Research, conducted by the Framingham Heart Study, for 15 years studied close to 13,000 individuals without heart disease or cancer and discovered that those with a 10-year risk estimator score of 20% or higher had a three times greater risk of developing cancer than individuals with a 10-year score of 5% or lower. The cancers these participants were more likely to develop included prostate, lung, and gastrointestinal. The researchers also found that individuals having had a heart attack, heart failure, or atrial fibrillation were seven times more likely to get cancer when compared to individuals without any heart issues.
What is an observational study?
This study was observational meaning that no intervention took place during the length of research. Participants are usually asked detailed questions about lifestyle habits several times over the course of the research. While observational studies are valuable allowing information to be gathered in a large population sample, over a long period of time, there are drawbacks. Depending on participants’ memory and accuracy of reporting their behavior can be challenging to scientists. For these reasons, observational studies are most valuable in finding out whether factors are correlated, rather than determining with certainty which behavior caused a certain outcome. In other words, they do not definitively prove cause and effect.

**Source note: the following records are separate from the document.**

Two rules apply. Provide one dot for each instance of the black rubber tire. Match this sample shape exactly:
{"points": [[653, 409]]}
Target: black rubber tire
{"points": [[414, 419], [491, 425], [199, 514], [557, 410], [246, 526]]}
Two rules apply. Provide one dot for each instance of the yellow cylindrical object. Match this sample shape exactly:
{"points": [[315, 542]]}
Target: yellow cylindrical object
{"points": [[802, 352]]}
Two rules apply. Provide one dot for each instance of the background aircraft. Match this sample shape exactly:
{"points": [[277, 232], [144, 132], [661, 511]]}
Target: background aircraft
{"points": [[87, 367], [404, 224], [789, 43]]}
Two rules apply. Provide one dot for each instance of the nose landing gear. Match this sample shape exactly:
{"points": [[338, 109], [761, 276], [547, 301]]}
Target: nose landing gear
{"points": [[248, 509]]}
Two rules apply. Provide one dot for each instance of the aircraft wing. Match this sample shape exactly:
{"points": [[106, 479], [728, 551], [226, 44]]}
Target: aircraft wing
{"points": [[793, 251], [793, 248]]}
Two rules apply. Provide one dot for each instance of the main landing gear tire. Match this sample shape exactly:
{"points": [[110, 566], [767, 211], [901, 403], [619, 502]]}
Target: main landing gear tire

Heart disease and cancer share overlapping risk factors
Despite the fact that an observational study does not prove cause and effect, it should be noted that heart disease and cancer share many risk factors which include a poor diet, lack of exercise, excess body fat (obesity), and smoking. These overlapping risk factors likely play a significant role in the beginnings of heart disease and cancer. It is also believed that inflammation plays a role in the development of heart disease that may cause changes in hormone levels, both of which might increase the risk of cancer.
Ways to reduce risk of both heart disease and cancer
The findings from this research are a good reminder that taking care of heart health may also lead to lowering your risk for cancer too. By keeping your heart healthy, you may possibly dodge a diagnosis of cancer.
To be on the safe side, adopting healthy lifestyle habits is always your best bet for reducing the development of both heart disease and cancer. Of course, there are some risk factors that you cannot change such as your age, race, gender, and family history. But by taking steps to lead a lifestyle that supports rather than undermines good health, you’ll be in a better position to avoid heart disease and cancer.
Here are healthy habits to adopt:
- Eat a nutrient-dense diet, including plenty of vegetables, fruits, whole grains, nuts, and lean protein
- Exercise regularly, working up to at least 150 minutes a week of moderate to vigorous exercise of at least 30 minutes a day.
- Reach a healthy body weight and lose weight if necessary. Aim for a body mass index (BMI) between 18.5 to 24.9.
- Quit all forms of tobacco – cigarettes, cigars, e-cigarettes, hookahs, and chewing tobacco – or never take up the habit, to begin with.